I'm in, again !  Thanks Corey !


----------



## Bert DeWitt (Aug 23, 2014)

Sound great Cory count me in as well!


----------



## Bottleworm (Aug 23, 2014)

Count me in! Thanks again!


----------



## ACLbottles (Aug 23, 2014)

Me too, thanks again!


----------



## LisaTammy (Aug 23, 2014)

Count me in! Very excited!Lisa


----------



## wombart (Aug 23, 2014)

Not sure how this works, but count me in!?


----------



## MichaelFla (Aug 23, 2014)

I'll throw my hat in for this round!


----------



## Robby Raccoon (Aug 23, 2014)

Count me in, and here's some advice: Even old dogs learn new tricks--with time and persuasion.


----------



## reach44 (Aug 23, 2014)

Wombart, I put everyone's name in a hat and then draw a name out and whoever it is wins the bottle.  Free bottle, free shipping, good times.


----------



## coreya (Aug 24, 2014)

from one corey to another count me in![]


----------



## Shaggy319 (Aug 24, 2014)

This is very nice of you, count me in.


----------



## reach44 (Aug 24, 2014)

It's nice to see all the new members on here participating.


----------



## wombart (Aug 24, 2014)

Oh awesome.
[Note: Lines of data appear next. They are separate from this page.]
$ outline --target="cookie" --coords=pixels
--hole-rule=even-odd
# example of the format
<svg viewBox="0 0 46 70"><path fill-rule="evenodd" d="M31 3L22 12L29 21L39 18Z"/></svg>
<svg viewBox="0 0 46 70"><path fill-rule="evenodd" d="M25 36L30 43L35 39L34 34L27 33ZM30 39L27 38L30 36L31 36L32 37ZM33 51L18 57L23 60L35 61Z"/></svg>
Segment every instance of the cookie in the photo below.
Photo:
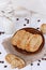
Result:
<svg viewBox="0 0 46 70"><path fill-rule="evenodd" d="M21 58L15 56L15 55L13 55L13 54L7 54L7 55L5 56L5 60L6 60L9 64L11 64L11 67L12 67L12 68L24 68L25 65L26 65L25 61L24 61Z"/></svg>

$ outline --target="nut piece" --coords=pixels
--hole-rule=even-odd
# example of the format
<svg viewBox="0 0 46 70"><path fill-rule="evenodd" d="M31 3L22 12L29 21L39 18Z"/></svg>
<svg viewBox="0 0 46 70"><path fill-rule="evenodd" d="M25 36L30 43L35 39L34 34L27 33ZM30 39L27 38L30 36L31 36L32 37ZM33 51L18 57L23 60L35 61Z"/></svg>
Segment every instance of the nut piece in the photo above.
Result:
<svg viewBox="0 0 46 70"><path fill-rule="evenodd" d="M12 68L24 68L25 67L25 61L21 59L21 58L19 58L19 57L17 57L17 56L15 56L15 55L13 55L13 54L7 54L6 56L5 56L5 60L9 62L9 64L11 64L11 67Z"/></svg>
<svg viewBox="0 0 46 70"><path fill-rule="evenodd" d="M43 33L46 33L46 24L42 24L41 30Z"/></svg>

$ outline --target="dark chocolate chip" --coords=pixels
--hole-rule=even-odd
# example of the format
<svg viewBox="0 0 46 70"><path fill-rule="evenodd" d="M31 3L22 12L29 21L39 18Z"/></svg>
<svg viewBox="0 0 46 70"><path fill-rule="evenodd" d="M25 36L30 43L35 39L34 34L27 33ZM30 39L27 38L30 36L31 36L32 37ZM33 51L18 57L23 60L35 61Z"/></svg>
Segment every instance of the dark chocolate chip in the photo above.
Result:
<svg viewBox="0 0 46 70"><path fill-rule="evenodd" d="M40 66L40 64L37 64L37 66Z"/></svg>
<svg viewBox="0 0 46 70"><path fill-rule="evenodd" d="M19 20L19 18L16 18L16 20Z"/></svg>
<svg viewBox="0 0 46 70"><path fill-rule="evenodd" d="M33 64L31 62L31 66L33 66Z"/></svg>
<svg viewBox="0 0 46 70"><path fill-rule="evenodd" d="M7 66L4 66L4 68L6 68Z"/></svg>
<svg viewBox="0 0 46 70"><path fill-rule="evenodd" d="M37 22L41 22L41 19L37 19Z"/></svg>
<svg viewBox="0 0 46 70"><path fill-rule="evenodd" d="M24 26L26 26L26 24L24 24Z"/></svg>

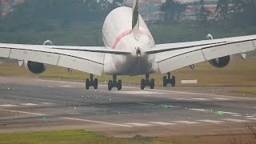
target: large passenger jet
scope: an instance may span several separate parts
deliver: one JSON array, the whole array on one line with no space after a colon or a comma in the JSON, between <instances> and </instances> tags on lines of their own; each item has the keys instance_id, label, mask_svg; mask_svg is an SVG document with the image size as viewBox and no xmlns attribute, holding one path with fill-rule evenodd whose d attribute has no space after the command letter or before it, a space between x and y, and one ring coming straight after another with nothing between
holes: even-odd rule
<instances>
[{"instance_id":1,"label":"large passenger jet","mask_svg":"<svg viewBox=\"0 0 256 144\"><path fill-rule=\"evenodd\" d=\"M102 28L104 46L46 46L0 43L0 57L18 59L34 74L43 73L46 65L54 65L90 74L86 88L98 89L94 75L113 75L108 90L122 89L118 75L141 75L141 89L154 87L153 73L167 74L162 84L175 86L175 77L170 71L194 67L209 61L218 68L225 67L230 55L256 50L256 35L197 42L155 44L148 27L138 13L138 0L133 8L118 7L106 17Z\"/></svg>"}]
</instances>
Thanks man.


----------



## Bert DeWitt (Aug 24, 2014)

I agree now we need to get the oldtimers involved.


----------



## dollarbill (Aug 24, 2014)

Been a while sense I've been here. See there is still some fun and games going on. Please count me in. Its mighty nice of you reach44.Thank you. Bill


----------



## reach44 (Aug 24, 2014)

[]


----------



## BenTheDigger (Aug 24, 2014)

Very generous of you, count me in please.Thanks,-Ben


----------



## digger dun (Aug 25, 2014)

count me in...cheers


----------



## bottlerocket (Aug 25, 2014)

Put me in again reach, thanks


----------



## mtfdfire22 (Aug 27, 2014)

im in!!! this sounds fun


----------